Plasma Exchange
Plasma exchange has been used in addition to glucocorticoids and immunosuppressive agents, with mixed results, to treat patients with AAV. A retrospective, single-center series found no benefit for alveolar hemorrhage or glomerulonephritis, and a meta-analysis in the April 2011 issue of the American Journal of Kidney Diseases was inconclusive, Dr. Merkel said.4
“Controversy and clinical equipoise existed,” he added. “This led us to design and conduct the PEXIVAS trial.”
PEXIVAS was a two-by-two factorial, randomized, investigator-initiated trial that included 704 patients randomized in centers across Europe, North America, Asia and Australasia to receive plasma exchange or no plasma exchange; the second aspect of the trial compared the use of the usual schedule of high-dose glucocorticoids compared with a schedule that prescribed approximately half as much glucocorticoids. All patients also received immunosuppression with either cyclophosphamide or rituximab.

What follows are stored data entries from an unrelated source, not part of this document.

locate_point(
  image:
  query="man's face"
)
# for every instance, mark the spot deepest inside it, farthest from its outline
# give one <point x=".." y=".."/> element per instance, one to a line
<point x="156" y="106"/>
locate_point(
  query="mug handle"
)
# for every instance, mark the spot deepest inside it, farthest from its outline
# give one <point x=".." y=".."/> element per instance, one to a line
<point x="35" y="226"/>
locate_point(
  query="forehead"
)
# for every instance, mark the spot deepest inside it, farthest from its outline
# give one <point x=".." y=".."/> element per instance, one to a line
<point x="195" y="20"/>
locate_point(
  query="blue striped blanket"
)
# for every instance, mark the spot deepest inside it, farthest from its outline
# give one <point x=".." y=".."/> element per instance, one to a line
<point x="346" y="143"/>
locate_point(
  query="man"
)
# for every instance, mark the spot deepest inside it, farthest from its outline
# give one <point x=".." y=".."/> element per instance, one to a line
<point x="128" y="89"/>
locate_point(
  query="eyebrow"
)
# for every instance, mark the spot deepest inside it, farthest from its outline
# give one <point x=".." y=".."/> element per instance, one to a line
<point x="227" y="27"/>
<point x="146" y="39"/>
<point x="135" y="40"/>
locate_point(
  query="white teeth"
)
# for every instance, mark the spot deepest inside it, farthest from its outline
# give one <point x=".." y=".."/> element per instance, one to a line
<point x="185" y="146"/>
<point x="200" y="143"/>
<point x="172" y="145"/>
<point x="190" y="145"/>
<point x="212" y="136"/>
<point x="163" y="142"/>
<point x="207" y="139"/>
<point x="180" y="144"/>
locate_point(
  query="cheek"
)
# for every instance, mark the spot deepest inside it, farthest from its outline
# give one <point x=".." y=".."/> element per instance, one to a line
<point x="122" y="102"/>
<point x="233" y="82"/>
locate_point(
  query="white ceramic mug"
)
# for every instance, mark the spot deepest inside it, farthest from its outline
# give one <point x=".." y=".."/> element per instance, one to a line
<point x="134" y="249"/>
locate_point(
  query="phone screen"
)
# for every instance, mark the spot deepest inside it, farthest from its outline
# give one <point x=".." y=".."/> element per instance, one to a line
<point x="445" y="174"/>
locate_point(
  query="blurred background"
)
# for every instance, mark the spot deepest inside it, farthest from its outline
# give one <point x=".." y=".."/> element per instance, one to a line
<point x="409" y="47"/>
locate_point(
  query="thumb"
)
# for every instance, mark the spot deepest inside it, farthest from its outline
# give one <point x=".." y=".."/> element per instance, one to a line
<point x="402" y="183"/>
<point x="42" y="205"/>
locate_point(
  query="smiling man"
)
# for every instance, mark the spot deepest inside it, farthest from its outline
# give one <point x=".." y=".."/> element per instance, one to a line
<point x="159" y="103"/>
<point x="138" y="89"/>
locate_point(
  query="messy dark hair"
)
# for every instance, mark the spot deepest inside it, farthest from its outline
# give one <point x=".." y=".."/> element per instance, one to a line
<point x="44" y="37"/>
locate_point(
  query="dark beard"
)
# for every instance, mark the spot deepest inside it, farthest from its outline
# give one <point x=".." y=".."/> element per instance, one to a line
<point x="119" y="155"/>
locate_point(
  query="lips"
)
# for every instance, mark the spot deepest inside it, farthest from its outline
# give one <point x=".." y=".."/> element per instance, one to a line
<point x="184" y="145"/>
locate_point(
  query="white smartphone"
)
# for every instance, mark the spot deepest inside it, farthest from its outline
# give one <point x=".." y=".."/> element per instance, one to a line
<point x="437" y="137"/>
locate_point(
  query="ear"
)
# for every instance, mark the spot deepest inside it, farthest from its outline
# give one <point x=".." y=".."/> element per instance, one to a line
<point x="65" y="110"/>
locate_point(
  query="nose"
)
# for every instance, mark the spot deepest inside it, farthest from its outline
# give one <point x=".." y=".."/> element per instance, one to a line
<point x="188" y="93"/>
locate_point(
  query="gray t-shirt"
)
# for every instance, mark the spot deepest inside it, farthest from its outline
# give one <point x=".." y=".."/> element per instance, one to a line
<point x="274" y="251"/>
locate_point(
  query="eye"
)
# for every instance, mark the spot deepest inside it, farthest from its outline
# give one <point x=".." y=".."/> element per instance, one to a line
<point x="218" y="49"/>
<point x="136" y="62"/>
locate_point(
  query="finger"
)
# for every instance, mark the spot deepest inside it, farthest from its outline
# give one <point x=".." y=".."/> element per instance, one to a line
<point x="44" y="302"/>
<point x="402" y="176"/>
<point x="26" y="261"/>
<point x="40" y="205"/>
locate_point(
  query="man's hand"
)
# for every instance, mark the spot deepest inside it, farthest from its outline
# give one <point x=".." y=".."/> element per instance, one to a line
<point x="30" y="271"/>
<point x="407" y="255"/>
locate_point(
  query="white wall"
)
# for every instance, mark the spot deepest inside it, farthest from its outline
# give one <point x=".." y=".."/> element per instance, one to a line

An article by Dr. Merkel and colleagues published in the Feb. 13, 2020, issue of the New England Journal of Medicine reported the results of the PEXIVAS trial.5 Plasma exchange did not reduce the composite of mortality or end-stage renal disease, but the reduced-dose schedule of glucocorticoids was non-inferior to a “standard” dose and resulted in fewer serious infections.
“The results of PEXIVAS do not support the routine use of plasma exchange for induction of remission for patients with severe AAV, [but] do support the use of a reduced-dose schedule for glucocorticoids,” Dr. Merkel said. “These results will change the standard of care for patients with severe AAV.”
Novel Agents
Avacopan, formerly known as CCX168, is a novel, oral, small-molecule drug that is a selective inhibitor of the component C5a receptor (C5aR). A phase 2 trial published in 2017 the Journal of the American Society of Nephrology concluded that C5aR inhibition with avacopan was effective as a replacement for high-dose glucocorticoids in treating vasculitis.6
Avacopan was investigated further in ADVOCATE, an industry-sponsored phase 3 trial that involved 331 patients with active AAV who were all given either rituximab or cyclophosphamide, and randomized to receive avacopan with no glucocorticoids after the first few weeks or placebo and usual-dose glucocorticoids. Dr. Merkel shared the top-line results of the trial, which demonstrated that adding avacopan to either rituximab or cyclophosphamide allows for treatment of AAV with a minimized glucocorticoid regimen.7
Results showed disease remission at 26 weeks and sustained remission at 52 weeks compared with the standard of care, and patients taking avacopan had reduced glucocorticoid-related toxicity and significant improvements in quality of life and in renal function. The full results of the ADVOCATE study are expected to be published later this year by Dr. Merkel and colleagues.